Explained: What are preferences and why do they matter
WITH the Queensland election campaign in full swing, you have probably been hearing and seeing a lot about preferences and how-to-vote cards.
While you may have learned a little bit about Australia's preferential voting system in school, it is easy for the everyday person to get confused about the whole process.
This election is one of the most important in recent history, so it is important your vote matters.
To make things easier, the Daily Mercury has put together a handy guide explaining everything you need to know about the voting system.
What does preferential voting mean?
In the Queensland election, you must number all boxes in order of your preference - this system of voting is called full preferential voting.

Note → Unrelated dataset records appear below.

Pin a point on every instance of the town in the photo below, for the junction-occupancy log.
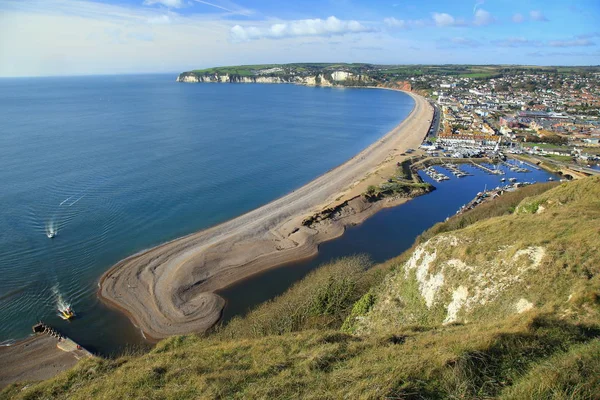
(547, 118)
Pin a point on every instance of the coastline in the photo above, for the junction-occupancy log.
(169, 289)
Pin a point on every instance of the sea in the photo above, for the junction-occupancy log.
(112, 165)
(117, 164)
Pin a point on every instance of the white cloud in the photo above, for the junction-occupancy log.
(395, 23)
(461, 41)
(571, 43)
(443, 19)
(305, 27)
(482, 17)
(159, 20)
(537, 15)
(167, 3)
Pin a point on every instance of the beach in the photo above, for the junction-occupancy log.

FPV means numbering every box on the ballot paper in your preferred order.
Why do you need to number every box?
Your vote can only be counted if you number every box.
If a ballot paper isn't completed correctly, it's called an informal vote, which does not contribute to the election result.

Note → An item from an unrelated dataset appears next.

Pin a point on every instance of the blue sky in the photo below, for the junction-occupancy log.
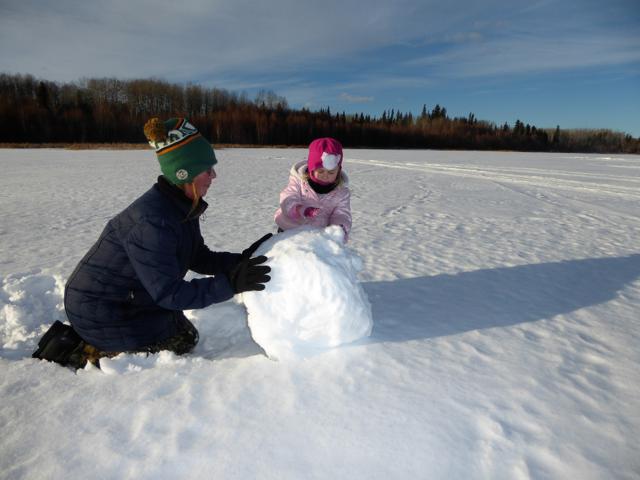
(548, 62)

Election officials count first preferences by looking for the number one (1) next to a candidate's name and allocating the vote to that person.
Next, the person with the lowest number of first preference votes is eliminated from the count and their second preferences are allocated to the remaining candidates.
Then, the next person with the lowest number of votes is eliminated and their preferences are distributed.
This process of elimination continues until just two candidates remain and one has the majority of votes.
The successful candidate is declared once the result is clear.
Then what are how-to-vote cards?
How-to-vote cards are commonly used by political parties and candidates as a recommendation to voters.
However, voters do not need to follow this and can number boxes on their ballot paper according to their own personal preferences.
Voters can also choose to follow the how-to-vote card offered by the candidate they support.
For example, on a ballot paper with five candidates, you can put a number 1 on the box next to the name of the candidate you support the most, continuing this process until you reach the number 5, which would indicate the candidate you support the least.
What impact will preferences have on the upcoming election?
University of Queensland political expert Chris Salisbury said in past elections, the majority of preferences from minor parties such as One Nation, Katter's Australia Party and United Australia Party have flowed to the LNP.
"In seats where you have got seven, eight or nine candidates, that is going to make the race to the finish for the top two hard to pick and that's where the order of preferences will determine the successful candidate," Dr Salisbury said.